Os rituais também se foram. Quem se atreve a percorrer a pé as sete igrejas das tradições da Semana Santa, partindo da Matriz da Soledade e chegando à de Santo Antônio, uma por uma, beijando o Senhor Morto. O jeito é fugir de casa, correr para o campo ou se esconder na praia, estirar-se na rede ou sentar-se na espreguiçadeira e ao sabor da cerveja gelada ou do vinho à temperatura ambiente, fazer a opção entre um livro, um clássico da música e uma conversa a ser fiada em alpendre ventilado. Até o Carnaval mudou, o corso acabou e as colombinas estão refugiadas nas grades de todos os medos, a lágrima do pierrô enxugou e não há mais arlequins saltitantes. Um ou outro bloco de rua se atreve em percorrer o centro, na sexta-feira gorda ou no sábado de Zé Pereira. Depois, recolhem-se!

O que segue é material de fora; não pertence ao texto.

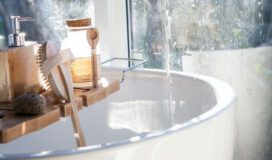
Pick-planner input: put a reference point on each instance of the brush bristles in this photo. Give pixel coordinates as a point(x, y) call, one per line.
point(41, 57)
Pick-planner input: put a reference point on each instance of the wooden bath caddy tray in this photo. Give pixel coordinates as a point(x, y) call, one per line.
point(13, 126)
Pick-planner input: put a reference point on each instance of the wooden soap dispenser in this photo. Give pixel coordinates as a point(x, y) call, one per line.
point(24, 73)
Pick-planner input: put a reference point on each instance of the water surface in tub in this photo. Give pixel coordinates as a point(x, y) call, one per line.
point(139, 107)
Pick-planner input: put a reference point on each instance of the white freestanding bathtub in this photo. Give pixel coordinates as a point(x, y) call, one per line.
point(137, 124)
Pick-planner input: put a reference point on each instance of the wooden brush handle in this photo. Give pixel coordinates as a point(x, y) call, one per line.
point(96, 68)
point(67, 80)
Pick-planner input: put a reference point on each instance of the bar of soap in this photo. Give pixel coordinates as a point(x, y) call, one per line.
point(29, 104)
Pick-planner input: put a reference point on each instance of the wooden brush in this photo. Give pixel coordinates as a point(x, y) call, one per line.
point(54, 67)
point(93, 39)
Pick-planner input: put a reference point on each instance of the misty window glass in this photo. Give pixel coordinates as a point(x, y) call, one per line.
point(50, 17)
point(226, 39)
point(194, 25)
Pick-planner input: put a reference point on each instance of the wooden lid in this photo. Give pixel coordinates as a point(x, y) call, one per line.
point(79, 22)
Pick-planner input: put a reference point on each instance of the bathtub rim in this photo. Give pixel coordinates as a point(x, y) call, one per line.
point(223, 103)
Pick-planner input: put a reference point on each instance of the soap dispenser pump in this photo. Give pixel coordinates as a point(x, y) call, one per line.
point(17, 39)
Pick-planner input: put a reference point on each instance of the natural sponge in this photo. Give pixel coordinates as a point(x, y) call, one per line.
point(29, 104)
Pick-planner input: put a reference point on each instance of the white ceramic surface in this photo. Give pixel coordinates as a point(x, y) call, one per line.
point(136, 123)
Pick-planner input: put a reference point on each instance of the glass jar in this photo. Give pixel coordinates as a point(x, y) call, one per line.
point(81, 68)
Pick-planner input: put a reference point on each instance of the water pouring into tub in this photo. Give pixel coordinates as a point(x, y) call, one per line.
point(98, 109)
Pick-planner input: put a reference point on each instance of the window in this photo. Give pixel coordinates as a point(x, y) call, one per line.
point(227, 39)
point(179, 26)
point(50, 16)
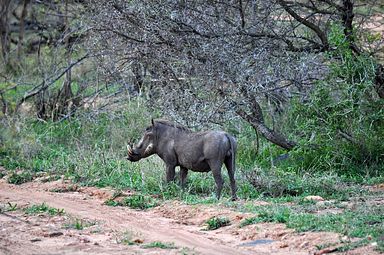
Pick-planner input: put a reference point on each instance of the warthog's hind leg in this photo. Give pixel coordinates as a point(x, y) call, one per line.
point(231, 173)
point(216, 171)
point(170, 175)
point(183, 176)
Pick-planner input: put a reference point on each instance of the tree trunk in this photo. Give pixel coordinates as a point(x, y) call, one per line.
point(379, 80)
point(4, 30)
point(257, 122)
point(22, 29)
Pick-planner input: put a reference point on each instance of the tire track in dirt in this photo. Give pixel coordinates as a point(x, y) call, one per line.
point(152, 227)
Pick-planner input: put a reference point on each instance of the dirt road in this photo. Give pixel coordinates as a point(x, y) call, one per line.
point(109, 230)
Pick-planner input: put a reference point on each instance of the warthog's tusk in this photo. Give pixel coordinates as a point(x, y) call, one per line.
point(129, 150)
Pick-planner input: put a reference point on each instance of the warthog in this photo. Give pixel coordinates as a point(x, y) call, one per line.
point(197, 151)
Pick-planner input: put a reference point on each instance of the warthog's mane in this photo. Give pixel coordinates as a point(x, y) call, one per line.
point(172, 124)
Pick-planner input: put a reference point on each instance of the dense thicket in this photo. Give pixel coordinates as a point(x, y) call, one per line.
point(305, 75)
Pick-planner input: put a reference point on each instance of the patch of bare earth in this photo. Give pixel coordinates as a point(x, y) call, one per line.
point(107, 230)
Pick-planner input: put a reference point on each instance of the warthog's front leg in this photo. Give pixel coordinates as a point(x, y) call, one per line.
point(183, 176)
point(170, 175)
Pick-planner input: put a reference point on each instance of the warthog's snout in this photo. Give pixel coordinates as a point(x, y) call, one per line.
point(132, 155)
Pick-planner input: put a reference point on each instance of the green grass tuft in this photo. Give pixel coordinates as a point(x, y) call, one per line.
point(160, 245)
point(217, 222)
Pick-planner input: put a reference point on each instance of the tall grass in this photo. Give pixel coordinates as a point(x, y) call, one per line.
point(92, 151)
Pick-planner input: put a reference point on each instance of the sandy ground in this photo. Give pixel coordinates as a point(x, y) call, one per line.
point(106, 227)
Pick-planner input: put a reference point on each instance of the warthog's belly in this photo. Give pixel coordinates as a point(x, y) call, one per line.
point(201, 166)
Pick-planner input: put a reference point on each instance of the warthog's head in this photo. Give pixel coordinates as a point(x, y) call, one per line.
point(145, 147)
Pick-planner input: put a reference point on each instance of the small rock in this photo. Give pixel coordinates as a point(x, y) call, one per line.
point(313, 198)
point(304, 244)
point(138, 240)
point(325, 251)
point(54, 234)
point(84, 240)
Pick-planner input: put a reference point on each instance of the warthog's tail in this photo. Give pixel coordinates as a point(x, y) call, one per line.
point(231, 166)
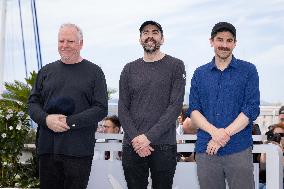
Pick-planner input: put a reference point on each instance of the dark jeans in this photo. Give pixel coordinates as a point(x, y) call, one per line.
point(162, 164)
point(64, 172)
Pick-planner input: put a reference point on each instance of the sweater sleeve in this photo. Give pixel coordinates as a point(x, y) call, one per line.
point(174, 108)
point(35, 102)
point(124, 105)
point(99, 108)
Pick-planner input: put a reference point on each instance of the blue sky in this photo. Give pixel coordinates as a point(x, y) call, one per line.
point(110, 29)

No tempo do São João tornou-se impossível visitar os arrabaldes, passar nos largos e observar as quadrilhas matutas repetindo o dançar ritmado das cortes européias. Muito pior se o penitente saudosista, mesmo de carro, desejar conferir as fogueiras de Santo Amaro e os fogos coloridos que enfeitavam os céus da cidade vindos do Clube Português, onde muitos não podiam entrar, mas podiam ver, das calçadas do Parque Amorim, a beleza espraiada nos ares, dando cor à paz. As antigas carroças puxadas a cavalo, que traziam os noivos em noites assim, não circulam mais antecedendo o préstito e os pares estão desfeitos, separados para todo o sempre, pairam nas nuvens das recordações, como se fossem fantasmas de muitas lembranças. Sequer há retretas em palanquins de subúrbios!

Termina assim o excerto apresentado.